だが、それも長くは続かなかった。弱い女が自身のペニスを握り、さようならも言わず退出するようなことがあるだろうか。これは弱いものではなく、むしろ強者がとる行動ではないのかと雄二は考えた。弱いものは母の様にきっと守られるべきものであり、桃子の様に暴力といった手段に出るわけがない。

 彼女の中に見出した母の存在はたちまち打ち砕かれることになった。桃子は弱い人間ではない。そう結論付けるにはそう時間はかからなかった。少し頭を左右にひねり、先ほどの強烈な痛みを感じたペニスをなでるようにさすると、雄二は洗面台の方へ向かい何事もなかったかのように歯を磨き、就寝した。


 次の日、目を覚ますとスマホに三件ほど桃子からメッセージが届いていた。開くと、「昨日は帰ってごめんなさい。女らしいと言われたのが少々気に食わなかった。」「あなたのことは大切にしたいと思っている。ただ、女らしいというのはやめてほしい」「今度の日曜日、ラフマニノフのピアノリサイタルがあるから一緒に行きませんか」とクマのかわいらしいスタンプが押してあった。

 雄二は、少々この桃子の行為に首を傾げた。女らしいと言われることが彼女にとって心底嫌なことであったのだろうかと。

 雄二にとって女らしいは最高の誉め言葉と考えている。誰にでも見いだせるわけではない心の奥底に持った女らしさがあるのは、寧ろ特権的でどの人にもまねができないものであると思っていたからである。

 そのまま指がタッチパネルから動かず、空をなぞる。なんて返信しようかと考えあぐねているのも、桃子に対して昨日彼女は弱くないと結論付けたばかりであるからである。

 女を見いだせない彼女にこれ以上付き合う必要があるのかと自問自答を繰り返す。

 そして極めつけはこのラフマニノフである。雄二はラフマニノフが好きという女を好きになれはしなかった。
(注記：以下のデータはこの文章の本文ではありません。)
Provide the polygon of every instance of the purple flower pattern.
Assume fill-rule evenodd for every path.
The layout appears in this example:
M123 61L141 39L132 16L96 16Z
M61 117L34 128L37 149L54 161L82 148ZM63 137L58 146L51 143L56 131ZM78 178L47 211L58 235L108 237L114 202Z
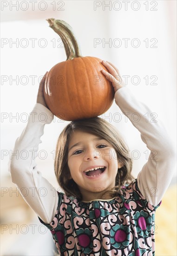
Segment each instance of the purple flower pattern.
M142 195L137 180L108 201L79 201L58 192L59 203L50 223L61 256L155 255L157 206Z

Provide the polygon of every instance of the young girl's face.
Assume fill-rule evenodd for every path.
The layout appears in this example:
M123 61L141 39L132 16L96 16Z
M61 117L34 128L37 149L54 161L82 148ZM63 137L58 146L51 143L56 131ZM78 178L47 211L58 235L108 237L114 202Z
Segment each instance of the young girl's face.
M123 166L114 148L105 140L79 130L71 135L68 148L70 178L79 186L83 200L101 199L103 192L110 191L115 186L118 168ZM85 171L96 168L97 171ZM109 192L106 195L104 199L111 198Z

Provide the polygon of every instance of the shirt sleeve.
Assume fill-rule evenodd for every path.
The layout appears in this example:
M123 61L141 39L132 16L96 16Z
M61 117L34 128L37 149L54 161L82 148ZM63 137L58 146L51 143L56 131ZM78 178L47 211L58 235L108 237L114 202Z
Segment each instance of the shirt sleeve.
M151 150L147 162L137 177L138 186L143 195L153 206L157 206L170 185L176 161L175 149L162 122L157 118L151 121L152 111L139 101L126 87L115 93L116 104L141 133L143 141ZM131 118L138 114L138 121Z
M50 123L53 118L53 114L48 108L40 103L35 104L26 127L15 141L8 163L12 182L16 184L30 207L46 223L51 222L55 216L58 193L38 170L35 159L45 125ZM27 152L26 159L19 156L23 150Z

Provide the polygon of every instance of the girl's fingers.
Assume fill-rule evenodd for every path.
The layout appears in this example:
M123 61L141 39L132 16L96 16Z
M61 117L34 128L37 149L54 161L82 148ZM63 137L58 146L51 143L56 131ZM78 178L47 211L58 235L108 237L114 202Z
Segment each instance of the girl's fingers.
M117 73L118 73L118 75L119 75L119 72L118 71L118 69L116 67L115 67L114 65L113 65L113 64L111 63L111 62L110 62L109 61L106 61L106 62L107 62L108 63L109 63L110 65L111 65L112 67L113 67L115 69L115 70L116 71Z
M104 62L103 62L103 63L102 63L102 64L103 65L105 65L105 66L108 69L108 67L110 67L111 68L110 66L111 66L112 67L112 68L113 68L114 69L115 69L115 70L117 72L117 74L118 74L118 76L120 76L119 72L118 71L118 69L116 67L115 67L114 65L113 65L113 64L110 62L109 61L105 61L105 61L104 61ZM117 74L116 74L116 75Z
M108 79L108 80L112 83L113 86L117 86L120 84L120 82L117 80L113 75L104 69L102 69L101 71L103 74L106 77L107 79Z
M107 68L109 72L111 74L112 74L114 76L115 76L117 75L116 70L107 62L105 62L103 61L102 61L102 64Z

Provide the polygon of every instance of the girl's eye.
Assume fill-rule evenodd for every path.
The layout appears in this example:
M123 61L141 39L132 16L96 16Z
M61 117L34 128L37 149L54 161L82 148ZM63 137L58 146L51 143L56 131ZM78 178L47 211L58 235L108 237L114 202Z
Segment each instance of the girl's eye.
M99 146L98 146L98 147L100 147L100 148L105 148L105 147L107 147L107 146L105 146L105 145L101 144L101 145L100 145Z
M79 150L77 150L77 151L74 152L73 155L78 155L79 154L80 154L80 151L82 151L82 150L81 150L81 149Z

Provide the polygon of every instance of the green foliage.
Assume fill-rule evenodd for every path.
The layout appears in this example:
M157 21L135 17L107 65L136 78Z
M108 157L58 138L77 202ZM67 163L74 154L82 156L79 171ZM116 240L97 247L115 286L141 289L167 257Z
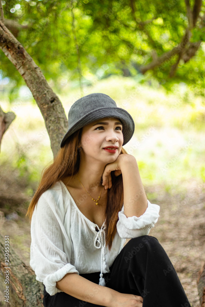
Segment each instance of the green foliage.
M205 28L199 28L199 21L191 41L201 40L201 46L188 62L179 62L174 77L169 74L177 55L144 76L140 73L140 67L153 60L153 51L160 56L181 42L188 25L184 0L156 0L154 5L144 0L11 0L3 7L6 18L27 26L17 38L57 90L79 78L89 84L91 76L98 80L117 74L137 77L142 83L155 80L168 90L183 82L204 95ZM201 16L203 2L201 9ZM2 77L16 82L11 100L24 81L1 52L0 61Z

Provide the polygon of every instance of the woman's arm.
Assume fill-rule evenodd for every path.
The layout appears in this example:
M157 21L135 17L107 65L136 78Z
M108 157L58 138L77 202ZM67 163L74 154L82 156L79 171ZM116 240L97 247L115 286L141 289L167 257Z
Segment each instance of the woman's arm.
M76 273L68 273L56 282L56 287L62 291L79 300L97 305L111 307L117 291L100 286Z
M143 298L121 293L93 282L75 273L69 273L56 282L67 294L84 301L106 307L142 307Z
M139 217L147 209L148 201L135 158L127 154L120 154L115 161L107 165L102 175L105 189L112 186L112 171L115 171L116 176L122 175L125 215Z
M122 155L120 162L123 181L124 213L127 217L139 217L148 208L148 201L136 159L132 155Z

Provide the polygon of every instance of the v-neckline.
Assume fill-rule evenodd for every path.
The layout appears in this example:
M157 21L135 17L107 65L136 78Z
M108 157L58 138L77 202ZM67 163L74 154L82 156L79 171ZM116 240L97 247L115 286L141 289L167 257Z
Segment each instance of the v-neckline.
M97 227L98 229L98 231L96 230L95 229L96 227L94 227L94 229L95 230L95 231L96 231L97 232L98 232L98 231L99 231L101 229L102 229L102 228L103 227L103 226L104 226L104 224L105 224L105 220L104 221L104 223L103 223L102 225L101 228L100 228L100 227L99 227L99 226L98 226L98 225L97 224L95 224L95 223L94 223L93 222L92 222L90 220L89 220L89 219L88 219L87 217L86 217L86 216L85 215L84 215L84 214L83 214L83 213L82 213L82 212L81 212L81 211L80 210L80 209L79 209L79 208L78 208L77 206L77 205L76 204L76 203L75 203L75 201L73 199L72 197L72 196L71 196L70 193L69 192L69 191L68 190L68 189L66 187L66 186L65 185L65 184L63 182L63 181L62 181L62 180L59 180L59 181L60 181L63 184L63 187L65 189L65 190L66 190L66 192L67 192L67 193L68 194L68 195L70 196L70 198L71 198L71 200L72 200L72 201L73 202L73 205L74 206L74 207L75 207L75 208L76 210L78 211L78 212L80 214L81 214L81 215L83 217L83 218L85 220L86 220L86 221L87 221L89 222L89 223L91 223L91 224L92 224L92 225L95 225L96 227L96 226Z

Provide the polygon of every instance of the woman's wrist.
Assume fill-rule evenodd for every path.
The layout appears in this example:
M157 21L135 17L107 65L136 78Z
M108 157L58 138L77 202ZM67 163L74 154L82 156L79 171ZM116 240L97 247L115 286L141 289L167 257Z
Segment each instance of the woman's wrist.
M116 307L116 302L121 293L111 288L105 287L108 290L106 301L105 306L106 307Z

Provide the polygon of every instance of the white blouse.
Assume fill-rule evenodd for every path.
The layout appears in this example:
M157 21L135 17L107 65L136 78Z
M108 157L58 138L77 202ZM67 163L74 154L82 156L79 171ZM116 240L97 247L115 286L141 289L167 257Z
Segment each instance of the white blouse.
M87 218L62 181L58 181L41 195L32 217L30 265L36 279L50 295L62 292L56 282L67 273L100 271L99 284L105 286L103 274L109 271L126 239L148 235L157 222L160 206L148 202L139 217L127 218L123 205L109 251L105 246L105 222L100 229Z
ロシア特有の低音でもの悲しい暗さを感じさせる重厚な音に共産圏の冷たさと苦境を感じさせるマイナーの響き。雄二にとってラフマニノフは父の象徴であった。

 父が持っている雰囲気にラフマニノフはそっくりであるのだ。偉大で超えられない厳しさと母を無下にする小さいつららのような刺してくる冷酷さを持つ雄雄しい曲。

 むしろバッハやモーツァルトが好きとどこか答えてほしかった自分がいる。バッハのキリスト教をもじった教会音楽の母を象徴するような温かみとモーツァルトの音遊びを繰り返すような楽しい音楽。

 雄二にとって、女らしいとは強さではなく弱さを表すものであったのだから。少し考えた後、高圧的にこう返信することにした。



「君の行動は確かにいきなりであまり良いとは取られない行動であったと思う」

「君は女であることに困ることがあるのか」

「ラフマニノフは少々嫌いでね、同じ日にバッハのコンサートを見に行こう。時間はまた日を追って説明する」



 雄二はそのまま返信が返ってくるのも確認せず、大学が始まる時間に合わせて、課題を丁寧に終了させ講義を受けに行くとした。